A Porter County man convicted of auto theft argued that his failure to return a rental car was a civil case and misunderstanding with the rental company, but the Court of Appeals upheld his Class D felony conviction.
Jonathan Grott signed a rental agreement with Enterprise Rent-A-Car in Valparaiso on Feb. 11, 2013. His original contract stated he was only to have the Cadillac for two days, but he continued to rent it through April 5, 2013. Enterprise charged him nearly $5,000 for that 53-day period. On April 5, he signed a new contract that stated he was to return the vehicle April 12. But after a back and forth with the company disputing the charges, Grott never returned the vehicle.
Enterprise eventually called police, which located the vehicle in Grott’s driveway. It was towed May 1, and Grott was charged with auto theft five days later.
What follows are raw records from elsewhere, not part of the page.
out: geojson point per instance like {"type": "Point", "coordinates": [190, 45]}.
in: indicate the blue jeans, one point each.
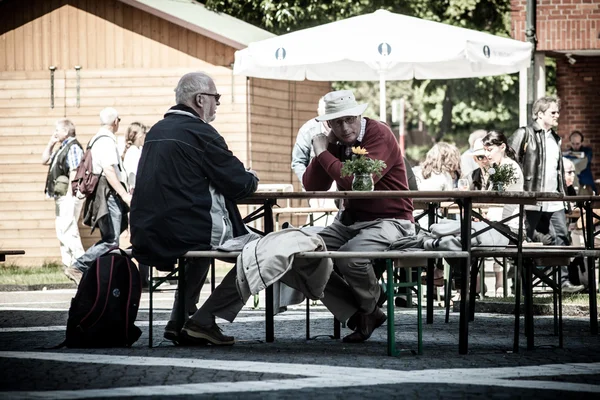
{"type": "Point", "coordinates": [110, 230]}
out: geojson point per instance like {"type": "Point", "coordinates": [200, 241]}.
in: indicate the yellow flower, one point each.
{"type": "Point", "coordinates": [360, 150]}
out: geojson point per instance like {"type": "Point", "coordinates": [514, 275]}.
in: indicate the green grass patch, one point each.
{"type": "Point", "coordinates": [47, 273]}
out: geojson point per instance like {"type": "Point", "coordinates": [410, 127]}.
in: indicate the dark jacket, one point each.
{"type": "Point", "coordinates": [186, 187]}
{"type": "Point", "coordinates": [530, 145]}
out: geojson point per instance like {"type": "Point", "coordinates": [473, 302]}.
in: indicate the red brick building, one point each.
{"type": "Point", "coordinates": [569, 31]}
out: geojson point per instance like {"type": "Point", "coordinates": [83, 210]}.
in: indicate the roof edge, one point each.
{"type": "Point", "coordinates": [191, 26]}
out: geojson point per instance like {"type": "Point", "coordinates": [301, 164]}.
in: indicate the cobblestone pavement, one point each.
{"type": "Point", "coordinates": [292, 367]}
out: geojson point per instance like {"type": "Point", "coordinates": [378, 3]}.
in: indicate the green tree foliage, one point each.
{"type": "Point", "coordinates": [450, 109]}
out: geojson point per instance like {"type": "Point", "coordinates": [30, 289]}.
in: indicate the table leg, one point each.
{"type": "Point", "coordinates": [518, 274]}
{"type": "Point", "coordinates": [465, 234]}
{"type": "Point", "coordinates": [430, 268]}
{"type": "Point", "coordinates": [269, 312]}
{"type": "Point", "coordinates": [591, 269]}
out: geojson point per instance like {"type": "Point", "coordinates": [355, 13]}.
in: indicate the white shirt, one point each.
{"type": "Point", "coordinates": [105, 153]}
{"type": "Point", "coordinates": [130, 163]}
{"type": "Point", "coordinates": [551, 173]}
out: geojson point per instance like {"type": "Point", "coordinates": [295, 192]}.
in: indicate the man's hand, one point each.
{"type": "Point", "coordinates": [53, 139]}
{"type": "Point", "coordinates": [320, 143]}
{"type": "Point", "coordinates": [126, 197]}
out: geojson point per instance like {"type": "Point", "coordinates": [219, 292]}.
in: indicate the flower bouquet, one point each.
{"type": "Point", "coordinates": [362, 168]}
{"type": "Point", "coordinates": [501, 176]}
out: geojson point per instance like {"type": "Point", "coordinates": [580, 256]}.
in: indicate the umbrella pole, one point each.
{"type": "Point", "coordinates": [382, 115]}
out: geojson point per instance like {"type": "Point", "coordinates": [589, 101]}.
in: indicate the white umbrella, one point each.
{"type": "Point", "coordinates": [382, 46]}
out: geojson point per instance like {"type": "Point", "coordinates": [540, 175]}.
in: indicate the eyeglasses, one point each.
{"type": "Point", "coordinates": [217, 96]}
{"type": "Point", "coordinates": [347, 120]}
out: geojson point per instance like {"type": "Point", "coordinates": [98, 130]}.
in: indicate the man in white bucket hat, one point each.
{"type": "Point", "coordinates": [353, 293]}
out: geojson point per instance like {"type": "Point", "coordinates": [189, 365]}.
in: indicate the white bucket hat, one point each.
{"type": "Point", "coordinates": [339, 104]}
{"type": "Point", "coordinates": [478, 149]}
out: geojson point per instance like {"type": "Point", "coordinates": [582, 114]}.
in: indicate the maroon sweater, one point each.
{"type": "Point", "coordinates": [381, 144]}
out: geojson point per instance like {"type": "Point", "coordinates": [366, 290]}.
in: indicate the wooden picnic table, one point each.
{"type": "Point", "coordinates": [465, 200]}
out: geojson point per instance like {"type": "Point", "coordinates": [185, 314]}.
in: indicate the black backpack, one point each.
{"type": "Point", "coordinates": [103, 312]}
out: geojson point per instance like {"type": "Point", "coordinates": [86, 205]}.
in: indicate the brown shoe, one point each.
{"type": "Point", "coordinates": [73, 274]}
{"type": "Point", "coordinates": [192, 332]}
{"type": "Point", "coordinates": [366, 324]}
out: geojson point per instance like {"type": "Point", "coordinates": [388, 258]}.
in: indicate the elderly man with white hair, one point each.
{"type": "Point", "coordinates": [108, 208]}
{"type": "Point", "coordinates": [63, 163]}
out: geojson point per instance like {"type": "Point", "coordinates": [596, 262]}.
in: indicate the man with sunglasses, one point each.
{"type": "Point", "coordinates": [185, 197]}
{"type": "Point", "coordinates": [538, 151]}
{"type": "Point", "coordinates": [582, 157]}
{"type": "Point", "coordinates": [352, 292]}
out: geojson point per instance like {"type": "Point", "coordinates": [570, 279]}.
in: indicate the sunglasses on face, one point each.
{"type": "Point", "coordinates": [217, 96]}
{"type": "Point", "coordinates": [341, 121]}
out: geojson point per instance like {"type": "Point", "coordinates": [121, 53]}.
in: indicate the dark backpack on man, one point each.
{"type": "Point", "coordinates": [86, 181]}
{"type": "Point", "coordinates": [104, 310]}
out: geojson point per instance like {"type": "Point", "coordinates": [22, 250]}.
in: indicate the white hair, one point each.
{"type": "Point", "coordinates": [190, 85]}
{"type": "Point", "coordinates": [108, 116]}
{"type": "Point", "coordinates": [478, 134]}
{"type": "Point", "coordinates": [67, 125]}
{"type": "Point", "coordinates": [568, 163]}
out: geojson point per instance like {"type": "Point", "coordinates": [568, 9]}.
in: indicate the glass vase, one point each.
{"type": "Point", "coordinates": [363, 183]}
{"type": "Point", "coordinates": [498, 186]}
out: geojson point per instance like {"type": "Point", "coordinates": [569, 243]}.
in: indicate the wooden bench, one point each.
{"type": "Point", "coordinates": [546, 256]}
{"type": "Point", "coordinates": [408, 260]}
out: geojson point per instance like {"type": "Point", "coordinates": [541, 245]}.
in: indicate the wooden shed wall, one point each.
{"type": "Point", "coordinates": [135, 67]}
{"type": "Point", "coordinates": [35, 34]}
{"type": "Point", "coordinates": [277, 110]}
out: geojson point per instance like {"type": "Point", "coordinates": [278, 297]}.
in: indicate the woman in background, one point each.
{"type": "Point", "coordinates": [498, 152]}
{"type": "Point", "coordinates": [441, 168]}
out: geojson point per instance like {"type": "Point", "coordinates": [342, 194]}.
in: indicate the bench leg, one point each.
{"type": "Point", "coordinates": [448, 294]}
{"type": "Point", "coordinates": [473, 289]}
{"type": "Point", "coordinates": [529, 307]}
{"type": "Point", "coordinates": [391, 321]}
{"type": "Point", "coordinates": [419, 314]}
{"type": "Point", "coordinates": [560, 332]}
{"type": "Point", "coordinates": [430, 288]}
{"type": "Point", "coordinates": [307, 318]}
{"type": "Point", "coordinates": [150, 304]}
{"type": "Point", "coordinates": [181, 289]}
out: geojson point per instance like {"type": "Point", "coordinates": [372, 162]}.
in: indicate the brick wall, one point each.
{"type": "Point", "coordinates": [578, 86]}
{"type": "Point", "coordinates": [561, 24]}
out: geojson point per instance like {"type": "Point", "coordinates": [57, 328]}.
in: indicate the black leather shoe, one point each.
{"type": "Point", "coordinates": [172, 331]}
{"type": "Point", "coordinates": [194, 333]}
{"type": "Point", "coordinates": [366, 324]}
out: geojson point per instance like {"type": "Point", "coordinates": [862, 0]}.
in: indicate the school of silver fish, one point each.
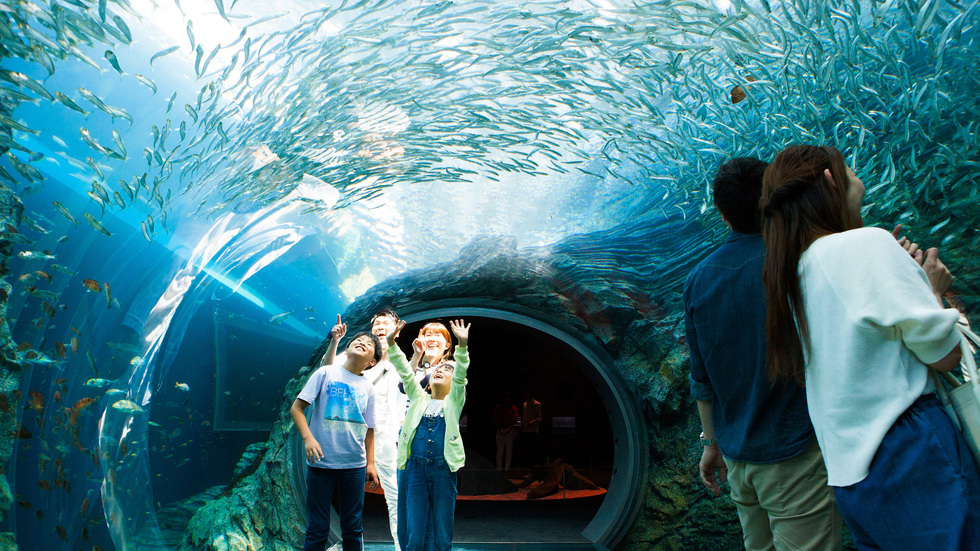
{"type": "Point", "coordinates": [372, 93]}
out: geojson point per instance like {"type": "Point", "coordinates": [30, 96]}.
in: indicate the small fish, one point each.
{"type": "Point", "coordinates": [164, 52]}
{"type": "Point", "coordinates": [93, 99]}
{"type": "Point", "coordinates": [127, 406]}
{"type": "Point", "coordinates": [147, 82]}
{"type": "Point", "coordinates": [95, 166]}
{"type": "Point", "coordinates": [116, 137]}
{"type": "Point", "coordinates": [111, 57]}
{"type": "Point", "coordinates": [279, 318]}
{"type": "Point", "coordinates": [88, 139]}
{"type": "Point", "coordinates": [67, 102]}
{"type": "Point", "coordinates": [91, 361]}
{"type": "Point", "coordinates": [123, 28]}
{"type": "Point", "coordinates": [95, 224]}
{"type": "Point", "coordinates": [199, 54]}
{"type": "Point", "coordinates": [33, 255]}
{"type": "Point", "coordinates": [64, 212]}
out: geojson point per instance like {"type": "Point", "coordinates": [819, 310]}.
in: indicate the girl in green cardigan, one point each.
{"type": "Point", "coordinates": [430, 449]}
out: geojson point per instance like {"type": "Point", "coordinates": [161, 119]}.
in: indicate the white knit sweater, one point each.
{"type": "Point", "coordinates": [874, 324]}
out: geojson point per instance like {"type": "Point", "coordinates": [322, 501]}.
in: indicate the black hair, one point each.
{"type": "Point", "coordinates": [378, 351]}
{"type": "Point", "coordinates": [386, 312]}
{"type": "Point", "coordinates": [737, 189]}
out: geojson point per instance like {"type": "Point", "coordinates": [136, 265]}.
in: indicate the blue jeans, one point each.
{"type": "Point", "coordinates": [320, 485]}
{"type": "Point", "coordinates": [428, 489]}
{"type": "Point", "coordinates": [922, 491]}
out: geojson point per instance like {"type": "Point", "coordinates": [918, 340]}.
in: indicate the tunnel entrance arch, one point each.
{"type": "Point", "coordinates": [616, 515]}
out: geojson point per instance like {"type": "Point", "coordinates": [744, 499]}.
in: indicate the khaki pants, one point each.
{"type": "Point", "coordinates": [786, 505]}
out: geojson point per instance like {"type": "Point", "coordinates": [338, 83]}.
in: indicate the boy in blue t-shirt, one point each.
{"type": "Point", "coordinates": [339, 440]}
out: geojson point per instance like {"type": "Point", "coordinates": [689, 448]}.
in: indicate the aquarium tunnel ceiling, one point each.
{"type": "Point", "coordinates": [180, 169]}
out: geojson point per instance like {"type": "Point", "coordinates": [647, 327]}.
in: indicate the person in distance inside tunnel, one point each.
{"type": "Point", "coordinates": [430, 449]}
{"type": "Point", "coordinates": [862, 322]}
{"type": "Point", "coordinates": [756, 434]}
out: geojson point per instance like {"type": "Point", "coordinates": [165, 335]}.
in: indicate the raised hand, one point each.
{"type": "Point", "coordinates": [939, 277]}
{"type": "Point", "coordinates": [912, 248]}
{"type": "Point", "coordinates": [461, 330]}
{"type": "Point", "coordinates": [338, 331]}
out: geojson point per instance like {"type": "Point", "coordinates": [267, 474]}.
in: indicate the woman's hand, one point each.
{"type": "Point", "coordinates": [461, 331]}
{"type": "Point", "coordinates": [939, 277]}
{"type": "Point", "coordinates": [912, 248]}
{"type": "Point", "coordinates": [338, 331]}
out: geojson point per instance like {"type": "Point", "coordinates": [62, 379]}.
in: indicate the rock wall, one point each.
{"type": "Point", "coordinates": [11, 210]}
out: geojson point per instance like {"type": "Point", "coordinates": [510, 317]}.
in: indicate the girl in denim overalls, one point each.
{"type": "Point", "coordinates": [430, 450]}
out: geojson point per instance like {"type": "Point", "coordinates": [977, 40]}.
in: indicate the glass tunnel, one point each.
{"type": "Point", "coordinates": [194, 190]}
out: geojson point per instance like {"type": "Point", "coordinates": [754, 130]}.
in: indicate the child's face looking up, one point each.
{"type": "Point", "coordinates": [362, 347]}
{"type": "Point", "coordinates": [434, 343]}
{"type": "Point", "coordinates": [382, 327]}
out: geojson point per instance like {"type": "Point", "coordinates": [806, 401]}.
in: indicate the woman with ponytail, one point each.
{"type": "Point", "coordinates": [858, 319]}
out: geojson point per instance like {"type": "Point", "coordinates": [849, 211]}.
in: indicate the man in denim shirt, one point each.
{"type": "Point", "coordinates": [757, 434]}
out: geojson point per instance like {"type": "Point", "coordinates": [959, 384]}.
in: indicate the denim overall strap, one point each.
{"type": "Point", "coordinates": [430, 440]}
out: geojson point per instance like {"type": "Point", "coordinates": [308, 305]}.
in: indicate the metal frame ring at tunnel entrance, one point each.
{"type": "Point", "coordinates": [619, 509]}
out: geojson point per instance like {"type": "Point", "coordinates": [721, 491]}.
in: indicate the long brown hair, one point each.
{"type": "Point", "coordinates": [798, 205]}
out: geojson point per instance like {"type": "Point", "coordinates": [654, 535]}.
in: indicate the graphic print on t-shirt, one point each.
{"type": "Point", "coordinates": [343, 410]}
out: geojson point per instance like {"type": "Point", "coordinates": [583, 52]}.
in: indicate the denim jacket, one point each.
{"type": "Point", "coordinates": [725, 312]}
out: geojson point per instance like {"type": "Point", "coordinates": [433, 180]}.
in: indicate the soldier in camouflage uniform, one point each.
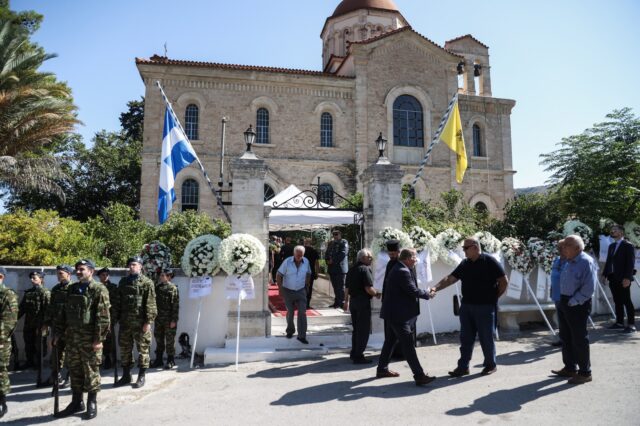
{"type": "Point", "coordinates": [33, 306]}
{"type": "Point", "coordinates": [56, 306]}
{"type": "Point", "coordinates": [107, 352]}
{"type": "Point", "coordinates": [136, 310]}
{"type": "Point", "coordinates": [168, 301]}
{"type": "Point", "coordinates": [8, 320]}
{"type": "Point", "coordinates": [84, 322]}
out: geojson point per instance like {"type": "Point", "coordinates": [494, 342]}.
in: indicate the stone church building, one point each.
{"type": "Point", "coordinates": [379, 75]}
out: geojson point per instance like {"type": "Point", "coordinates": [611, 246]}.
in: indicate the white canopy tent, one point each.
{"type": "Point", "coordinates": [299, 209]}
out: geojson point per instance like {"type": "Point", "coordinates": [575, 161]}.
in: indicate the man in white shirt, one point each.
{"type": "Point", "coordinates": [293, 278]}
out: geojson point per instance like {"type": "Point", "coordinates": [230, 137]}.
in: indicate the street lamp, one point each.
{"type": "Point", "coordinates": [381, 143]}
{"type": "Point", "coordinates": [249, 137]}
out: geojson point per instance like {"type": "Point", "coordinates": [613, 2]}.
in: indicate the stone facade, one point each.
{"type": "Point", "coordinates": [358, 90]}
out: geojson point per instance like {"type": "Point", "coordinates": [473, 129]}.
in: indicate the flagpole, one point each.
{"type": "Point", "coordinates": [204, 172]}
{"type": "Point", "coordinates": [435, 139]}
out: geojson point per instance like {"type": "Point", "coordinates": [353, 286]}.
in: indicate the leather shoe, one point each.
{"type": "Point", "coordinates": [489, 370]}
{"type": "Point", "coordinates": [424, 380]}
{"type": "Point", "coordinates": [381, 374]}
{"type": "Point", "coordinates": [579, 379]}
{"type": "Point", "coordinates": [564, 373]}
{"type": "Point", "coordinates": [459, 372]}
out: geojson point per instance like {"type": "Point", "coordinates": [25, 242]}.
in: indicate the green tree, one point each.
{"type": "Point", "coordinates": [34, 108]}
{"type": "Point", "coordinates": [598, 171]}
{"type": "Point", "coordinates": [530, 215]}
{"type": "Point", "coordinates": [122, 234]}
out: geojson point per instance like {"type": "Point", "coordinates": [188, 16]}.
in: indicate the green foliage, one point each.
{"type": "Point", "coordinates": [44, 238]}
{"type": "Point", "coordinates": [122, 234]}
{"type": "Point", "coordinates": [598, 171]}
{"type": "Point", "coordinates": [183, 227]}
{"type": "Point", "coordinates": [530, 215]}
{"type": "Point", "coordinates": [451, 211]}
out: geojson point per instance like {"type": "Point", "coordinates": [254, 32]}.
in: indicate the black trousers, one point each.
{"type": "Point", "coordinates": [360, 308]}
{"type": "Point", "coordinates": [402, 334]}
{"type": "Point", "coordinates": [337, 282]}
{"type": "Point", "coordinates": [622, 300]}
{"type": "Point", "coordinates": [573, 333]}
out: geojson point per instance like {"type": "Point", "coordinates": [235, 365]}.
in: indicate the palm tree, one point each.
{"type": "Point", "coordinates": [34, 107]}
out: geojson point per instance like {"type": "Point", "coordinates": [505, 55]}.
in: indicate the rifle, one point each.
{"type": "Point", "coordinates": [14, 352]}
{"type": "Point", "coordinates": [56, 375]}
{"type": "Point", "coordinates": [114, 353]}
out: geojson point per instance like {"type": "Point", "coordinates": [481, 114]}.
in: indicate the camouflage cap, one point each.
{"type": "Point", "coordinates": [66, 268]}
{"type": "Point", "coordinates": [36, 273]}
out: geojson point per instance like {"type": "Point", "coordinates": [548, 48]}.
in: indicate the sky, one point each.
{"type": "Point", "coordinates": [566, 63]}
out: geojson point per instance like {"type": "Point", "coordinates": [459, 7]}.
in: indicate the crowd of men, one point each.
{"type": "Point", "coordinates": [81, 317]}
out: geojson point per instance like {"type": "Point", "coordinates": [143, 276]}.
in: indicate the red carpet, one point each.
{"type": "Point", "coordinates": [277, 306]}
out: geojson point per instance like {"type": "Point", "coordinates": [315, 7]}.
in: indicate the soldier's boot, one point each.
{"type": "Point", "coordinates": [126, 377]}
{"type": "Point", "coordinates": [3, 405]}
{"type": "Point", "coordinates": [107, 364]}
{"type": "Point", "coordinates": [92, 406]}
{"type": "Point", "coordinates": [140, 382]}
{"type": "Point", "coordinates": [170, 363]}
{"type": "Point", "coordinates": [76, 406]}
{"type": "Point", "coordinates": [157, 363]}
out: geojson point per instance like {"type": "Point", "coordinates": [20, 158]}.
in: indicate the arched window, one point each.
{"type": "Point", "coordinates": [269, 193]}
{"type": "Point", "coordinates": [408, 129]}
{"type": "Point", "coordinates": [190, 195]}
{"type": "Point", "coordinates": [477, 142]}
{"type": "Point", "coordinates": [325, 194]}
{"type": "Point", "coordinates": [481, 207]}
{"type": "Point", "coordinates": [191, 122]}
{"type": "Point", "coordinates": [326, 130]}
{"type": "Point", "coordinates": [262, 126]}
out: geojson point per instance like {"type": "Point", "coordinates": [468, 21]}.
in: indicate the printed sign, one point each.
{"type": "Point", "coordinates": [199, 287]}
{"type": "Point", "coordinates": [239, 286]}
{"type": "Point", "coordinates": [514, 289]}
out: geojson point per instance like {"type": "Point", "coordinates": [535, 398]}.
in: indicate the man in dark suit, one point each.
{"type": "Point", "coordinates": [618, 269]}
{"type": "Point", "coordinates": [400, 308]}
{"type": "Point", "coordinates": [338, 265]}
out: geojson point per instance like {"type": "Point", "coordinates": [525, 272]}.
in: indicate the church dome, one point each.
{"type": "Point", "coordinates": [347, 6]}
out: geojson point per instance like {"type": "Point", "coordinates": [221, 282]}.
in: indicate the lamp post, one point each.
{"type": "Point", "coordinates": [381, 143]}
{"type": "Point", "coordinates": [249, 139]}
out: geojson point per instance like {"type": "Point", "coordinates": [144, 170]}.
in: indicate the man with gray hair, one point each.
{"type": "Point", "coordinates": [293, 279]}
{"type": "Point", "coordinates": [578, 281]}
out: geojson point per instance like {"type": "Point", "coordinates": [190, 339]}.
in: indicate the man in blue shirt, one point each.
{"type": "Point", "coordinates": [293, 279]}
{"type": "Point", "coordinates": [578, 281]}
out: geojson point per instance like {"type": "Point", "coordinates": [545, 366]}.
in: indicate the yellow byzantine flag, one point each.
{"type": "Point", "coordinates": [453, 137]}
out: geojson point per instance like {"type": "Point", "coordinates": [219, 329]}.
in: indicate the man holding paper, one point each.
{"type": "Point", "coordinates": [483, 282]}
{"type": "Point", "coordinates": [293, 278]}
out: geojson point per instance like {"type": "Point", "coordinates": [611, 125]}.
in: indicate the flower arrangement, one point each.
{"type": "Point", "coordinates": [543, 252]}
{"type": "Point", "coordinates": [517, 255]}
{"type": "Point", "coordinates": [388, 233]}
{"type": "Point", "coordinates": [632, 233]}
{"type": "Point", "coordinates": [422, 239]}
{"type": "Point", "coordinates": [488, 242]}
{"type": "Point", "coordinates": [155, 257]}
{"type": "Point", "coordinates": [576, 227]}
{"type": "Point", "coordinates": [242, 254]}
{"type": "Point", "coordinates": [200, 256]}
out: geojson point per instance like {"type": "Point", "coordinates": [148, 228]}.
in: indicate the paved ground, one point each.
{"type": "Point", "coordinates": [332, 391]}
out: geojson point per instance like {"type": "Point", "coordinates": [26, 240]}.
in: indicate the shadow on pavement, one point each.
{"type": "Point", "coordinates": [510, 400]}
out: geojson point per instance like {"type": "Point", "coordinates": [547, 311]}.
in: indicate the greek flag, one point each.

A jury found him guilty in April 2014.
There has not been an Indiana case similar to the details of this one, noted Judge John Baker in Jonathan Grott, Sr. v. State of Indiana, 64A04-1408-CR-395, so the judges looked to other jurisdictions for guidance.
“Appellate courts of other states have determined that ‘there must be sufficient evidence of a specified deadline for return to support conviction of theft by a bailee of a rental car.’ We agree with this proposition,” Baker wrote. “In this case, we acknowledge the somewhat open-ended nature of Grott’s contract and the fact that there is nothing in the record indicating that a return date was agreed to after Grott’s final payment. However, we still find that the jury had sufficient evidence that the parties had agreed to a deadline for the return of the Cadillac.”
“There is no serious dispute that Grott had direct and physical control over the vehicle at the relevant times; indeed, his whole argument on this issue is simply that Enterprise could have taken it out of his possession whenever it wanted to do so. But no one else was physically in possession of the vehicle while Grott was. That Enterprise had the authority to repossess the vehicle does not mean that Grott was not in possession of it. Thus, Grott had actual possession of the vehicle, and his argument to the contrary is without merit,” Baker wrote.